Nigeria: la facture salée des étudiants poursuivant leurs études à l’étranger

Sur le campus de l'Université Harvard à Cambridge (Massachusetts).

Le 11/05/2023 à 12h22

Les jeunes Nigérians sont de plus en plus nombreux à poursuivre leurs études à l’étranger, notamment dans les pays anglo-saxons dont le Royaume-Uni et les Etats-Unis. Cette expatriation n’est pas sans conséquence sur les sorties de devises du pays, reconnait le gouverneur de Central Bank of Nigeria himself.

De plus en plus d’étudiants nigérians se rendent à l’étranger pour poursuivre leurs études. Ils ciblent particulièrement les pays anglo-saxons, notamment le Royaume-Uni, pour des raisons historiques (ancienne puissance coloniale) et linguistiques, le Canada et les Etats-Unis.

Selon le gouverneur de la Banque centrale du Nigeria (CBN), Godwin Emefiele, le nombre de visas étudiants accordés aux Nigérians par le Royaume-Uni est passé d’une moyenne annuelle de 8.000 en 2020 à près de 66.000 en 2022. Une forte hausse qui s’explique par le changement de la politique du gouvernement britannique.
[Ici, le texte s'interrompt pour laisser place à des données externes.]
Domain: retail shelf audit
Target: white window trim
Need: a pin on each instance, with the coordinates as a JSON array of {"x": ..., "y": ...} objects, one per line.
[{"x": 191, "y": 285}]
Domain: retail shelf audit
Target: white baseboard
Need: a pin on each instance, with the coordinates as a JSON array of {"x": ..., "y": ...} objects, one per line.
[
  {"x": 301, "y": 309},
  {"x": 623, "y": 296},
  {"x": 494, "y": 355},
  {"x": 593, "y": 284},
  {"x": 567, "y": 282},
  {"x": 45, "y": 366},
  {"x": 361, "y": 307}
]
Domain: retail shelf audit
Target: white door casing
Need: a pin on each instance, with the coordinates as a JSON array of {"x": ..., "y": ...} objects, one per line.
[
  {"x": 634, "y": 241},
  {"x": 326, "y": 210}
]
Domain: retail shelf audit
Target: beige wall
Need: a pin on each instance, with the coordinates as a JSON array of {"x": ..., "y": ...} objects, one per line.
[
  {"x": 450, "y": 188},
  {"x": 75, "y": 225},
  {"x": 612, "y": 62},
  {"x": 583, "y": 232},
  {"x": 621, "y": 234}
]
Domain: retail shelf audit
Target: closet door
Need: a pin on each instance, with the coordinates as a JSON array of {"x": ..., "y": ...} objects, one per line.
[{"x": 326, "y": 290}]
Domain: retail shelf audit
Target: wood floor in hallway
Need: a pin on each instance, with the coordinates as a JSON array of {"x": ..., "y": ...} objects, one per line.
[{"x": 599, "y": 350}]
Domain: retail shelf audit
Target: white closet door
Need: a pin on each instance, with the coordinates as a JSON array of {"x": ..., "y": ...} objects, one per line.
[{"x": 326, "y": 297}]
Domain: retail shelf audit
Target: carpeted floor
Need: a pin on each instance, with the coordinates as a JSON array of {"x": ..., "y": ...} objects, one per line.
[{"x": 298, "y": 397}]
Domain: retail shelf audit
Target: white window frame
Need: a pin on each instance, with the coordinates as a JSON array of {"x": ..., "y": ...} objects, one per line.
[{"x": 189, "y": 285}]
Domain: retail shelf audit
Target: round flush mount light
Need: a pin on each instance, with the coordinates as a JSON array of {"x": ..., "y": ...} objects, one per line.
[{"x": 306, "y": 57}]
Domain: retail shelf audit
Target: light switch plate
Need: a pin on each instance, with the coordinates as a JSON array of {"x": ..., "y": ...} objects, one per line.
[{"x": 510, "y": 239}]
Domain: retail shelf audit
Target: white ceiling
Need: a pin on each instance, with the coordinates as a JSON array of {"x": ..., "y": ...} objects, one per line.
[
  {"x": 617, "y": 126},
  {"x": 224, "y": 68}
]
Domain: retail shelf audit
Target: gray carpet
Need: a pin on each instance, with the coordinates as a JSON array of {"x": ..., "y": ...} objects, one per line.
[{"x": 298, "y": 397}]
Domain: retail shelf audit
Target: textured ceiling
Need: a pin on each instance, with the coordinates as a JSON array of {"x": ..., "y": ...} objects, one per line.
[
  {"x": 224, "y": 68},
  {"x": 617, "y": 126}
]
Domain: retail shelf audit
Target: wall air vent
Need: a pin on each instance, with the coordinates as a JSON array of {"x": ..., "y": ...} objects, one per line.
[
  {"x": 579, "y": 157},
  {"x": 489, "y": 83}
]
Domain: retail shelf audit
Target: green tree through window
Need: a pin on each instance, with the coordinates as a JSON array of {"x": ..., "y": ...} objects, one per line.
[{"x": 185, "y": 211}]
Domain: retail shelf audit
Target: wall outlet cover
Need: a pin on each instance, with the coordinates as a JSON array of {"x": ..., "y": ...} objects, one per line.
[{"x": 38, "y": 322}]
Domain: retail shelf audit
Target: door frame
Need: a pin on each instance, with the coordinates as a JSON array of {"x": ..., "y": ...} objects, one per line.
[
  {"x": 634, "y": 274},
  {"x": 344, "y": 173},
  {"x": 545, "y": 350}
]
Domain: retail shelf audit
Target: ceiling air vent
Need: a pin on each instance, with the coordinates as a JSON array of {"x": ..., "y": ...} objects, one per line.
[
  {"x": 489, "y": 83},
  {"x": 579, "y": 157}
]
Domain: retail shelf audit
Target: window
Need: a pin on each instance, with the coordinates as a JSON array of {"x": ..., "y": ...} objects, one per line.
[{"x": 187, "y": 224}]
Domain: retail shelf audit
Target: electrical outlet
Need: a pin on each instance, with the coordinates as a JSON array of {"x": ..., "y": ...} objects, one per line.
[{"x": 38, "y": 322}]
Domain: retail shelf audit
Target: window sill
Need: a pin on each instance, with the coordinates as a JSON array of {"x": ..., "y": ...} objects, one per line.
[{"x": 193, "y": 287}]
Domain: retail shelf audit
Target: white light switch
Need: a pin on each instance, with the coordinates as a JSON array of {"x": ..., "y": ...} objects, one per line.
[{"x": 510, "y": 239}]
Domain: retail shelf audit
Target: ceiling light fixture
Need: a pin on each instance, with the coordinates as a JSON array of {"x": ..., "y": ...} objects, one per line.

Ce dernier espère une part du marché mondial lucratif de l’éducation, notamment suite aux restrictions appliquées durant la décennie 2010. Ces mesures dissuasives ont évidement limité l’arrivée d’étrangers au Royaume-Uni.

Et selon l’Association des étudiants nigérians en Europe (ANSE), plus de 300 000 Nigérians poursuivent leurs études supérieures hors du pays.

Ce nombre élevé se traduit par des sorties énormes de devises. Selon le gouverneur de la Banque centrale du Nigeria, ces sorties de devises sont estimées à plus de 4 milliards de dollars par an dont 2,5 milliards, rien que pour le Royaume-Uni, pays qui concentre le plus d’étudiants nigérians dans le monde.

Ces sorties colossales impactent négativement l’économie nigériane. D’abord, elles affectent les réserves en devises du pays alimentées par et les transferts d’argent de la forte diaspora nigériane et surtout les exportations de pétrole et de gaz qui représentent 90% des recettes d’exportations. Ensuite, en réduisant les réserves en devises, ces sorties affectent aussi la valeur du naira, la monnaie locale, en dépréciation continue vis-à-vis du dollar, au cours de ces dernières années.

En conséquence de quoi, le gouverneur de la Banque centrale de la première économie africaine a tiré la sonnette d’alarme lors du 57e diner annuel des banquiers, organisé en 2022 par le Chartered Institute of Bankers Nigeria (CIBN), à Lagos, en soulignant que cette situation avait «exercé une énorme pression sur les réserves de change du Nigeria et sur le naira».

Plusieurs facteurs expliquent ce nombre élevé d’étudiants nigérians établis à l’extérieur. En premier lieu, il y a la forte détérioration du système universitaire et d’enseignement supérieur nigérian. La qualité des infrastructures et de l’enseignement est pointée du doigt. Et les multiples grèves obligeant parfois les écoles à suspendre les programmes plusieurs fois dans l’année découragent les étudiants.

Partant, les familles qui ont les moyens envoient leurs enfants à l’étranger où ils pourront suivre des formations de qualité et obtenir des diplômes reconnus internationalement.

Seconde raison et pas des moindres et c’est un facteur à ne pas négliger, l’inscription dans une université occidentale est aussi et surtout un moyen efficace d’obtenir plus facilement le visa d’un pays occidental.

Le choix de poursuivre ses études à l’étrangers s’explique aussi par les opportunités d’y trouver plus facilement un emploi. A ce titre, il faut souligner que le nombre d’étudiants nigérians diplômés des universités et grandes écoles occidentales et qui y exercent est très élevé. A titre d’exemple, quelques 9.500 médecins nigérians se sont établis après leur formation au Royaume-Uni, alors que le pays accuse un déficit énorme dans le domaine de la santé.

Partant, il urge de trouver des solutions à cette problématique en fixant les étudiants dans le pays. Cela requiert bien évidemment des investissements dans le système de l’enseignement supérieurs aussi bien au niveau des infrastructures que dans la qualité de la formation. Rien qu’au niveau des infrastructures, les acteurs du secteur estiment que l’Etat doit investir plus de 2,2 milliards de dollars pour leur mise à niveau.